13 June 2018
Recent Legacy Labyrinth attendees have heard of the alarming broadening out of the deathbed gift doctrine (often referred to by its Latin name of Donatio Mortis Causa, or DMC for short).
The Court of Appeal handed down Judgment two days ago (Tuesday 9 June) in King v Chiltern Dog Rescue reining in the recent expansion in the doctrine of deathbed gifts. In Vallée v Birchwood the doctrine was held to accommodate the alleged gift of a house many months prior to actual death.
In King v Chiltern a nephew claimed that his increasingly frail aunt had handed title deeds of her property to him four to six months prior to death.
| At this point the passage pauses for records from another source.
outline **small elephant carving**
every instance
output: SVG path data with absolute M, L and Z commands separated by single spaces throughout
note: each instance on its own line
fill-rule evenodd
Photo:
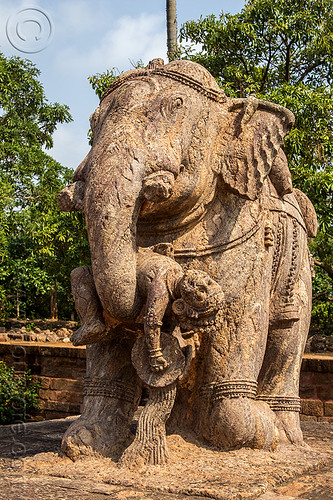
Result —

He therefore claimed the house by virtue of the doctrine of deathbed gifts (and for good measure brought a 1975 Act claim as dependent on the basis that he had been living in the property prior to the aunt's death). Various charities, whom the aunt had chosen to benefit under her will, stood to lose out significantly.
The Judge at first instance believed the nephew, notwithstanding a past criminal record for dishonesty, and in July 2014 awarded him the house, and, in the alternative, awarded him £75,000 on the basis that if the deathbed gift failed, the will did not make reasonable financial provision for the nephew.
The charities appealed both decisions (and the nephew cross-appealed saying £75,000 was not enough and that he should have £150,000).
The leading decision is given by Lord Jackson. He summarises the requirements for a valid deathbed gift which are that
- the donor is contemplating his or her own impending death;
- the donor is making a gift which will only take effect if the contemplated death occurs, and until it does occur, the donor has the right to revoke the gift; and
- the donor 'delivers dominion' over the subject matter of the gift, (in short, dominion constitutes the item itself, or the means of control, such as a key).
He then outlines the development of the deathbed doctrine (from ancient Rome to the modern day) at paragraphs 35 to 48 of his Judgment (see link below).
Importantly, at paragraph 51, he highlights the fact that the 'doctrine paves the way for all of the abuses' which the strict requirements for making a will are intended to prevent, and in his Judgment, with which the other two Lord Justices agree, makes it clear that it is 'important to keep DMC within its proper bounds' and urges the courts to avoid the temptation to extend the doctrine to an ever wider range of situations.
In allowing the appeal against the deathbed gift Lord Jackson rules that the first requirement of the deathbed gift doctrine, namely that the aunt be contemplating her impending death when the crucial conversations took place, was not fulfilled. In Lord Jackson's words 'it cannot be said that [the aunt] was contemplating her impending death at the relevant time. She was not suffering from a fatal illness. Nor was she about to undergo a dangerous operation or to undertake a dangerous journey'.
Importantly, he makes the point that she had the time and the capacity to make a new will if she had indeed intended to make the kind of disposition for which the nephew contended.
Lord Justice Patten, giving a concurring Judgment, emphasised the importance of unequivocal evidence and said that the doubts expressed by the Judge at first instance should have led him to find that the gift had not been proved.
This decision represents a very positive outcome for the charities.
The only downside is that the appeal against the award of £75,000 was upheld (although this does not appear to have been a major plank of the discussion on appeal, and also positive is the fact that the nephew's cross-appeal, arguing that the £75,000 should in fact have been £150,000 also failed).